Prezydent Andrzej Duda
ułaskawił byłego szefa CBA Mariusza Kamińskiego skazanego przez
sąd I instancji na 3 lata więzienia i 10 lat zakazu pełnienia
funkcji publicznych. Od wczoraj Kamiński jest ministrem
koordynatorem służb specjalnych.
Nie zaskakuje mnie decyzja
prezydenta, ponieważ jest to działanie typowe dla środowiska PiS.
Swoją drogą, teraz nazwa Prawo i Sprawiedliwość brzmi naprawdę
komicznie. O tym, że jeśli Andrzej Duda wygra wybory prezydenckie,
ułaskawi Mariusza Kamińskiego, wszyscy wiedzieli od początku.

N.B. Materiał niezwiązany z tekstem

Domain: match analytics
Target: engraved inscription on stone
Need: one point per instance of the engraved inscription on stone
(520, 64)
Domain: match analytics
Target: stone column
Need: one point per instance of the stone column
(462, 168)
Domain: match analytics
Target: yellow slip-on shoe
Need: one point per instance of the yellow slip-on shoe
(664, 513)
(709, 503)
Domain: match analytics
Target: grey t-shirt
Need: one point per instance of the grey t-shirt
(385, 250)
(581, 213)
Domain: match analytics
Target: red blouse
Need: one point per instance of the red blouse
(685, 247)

Dodajmy, że ułaskawienie to odbyło się bez wyroku sądu II
instancji i bez zasięgnięcia opinii prokuratora generalnego. Ot, po
prostu kolega prezydent ułaskawił kolegę ministra.
Przerażający jest brak
szacunku dla prawa, który ułaskawieniem demonstruje prezydent RP –
z wykształcenia prawnik. Jest to jaskrawy przykład demontażu
państwa prawa i sygnał, że w walce z oponentami politycznymi,
można łamać prawo i nie trzeba obawiać się odpowiedzialności
karnej.
Mariusz Kamiński i kilku
innych jego kumpli z CBA, których razem z nim ułaskawił prezydent
Duda, nadal będą łamać prawo i nadal pozostaną bezkarni.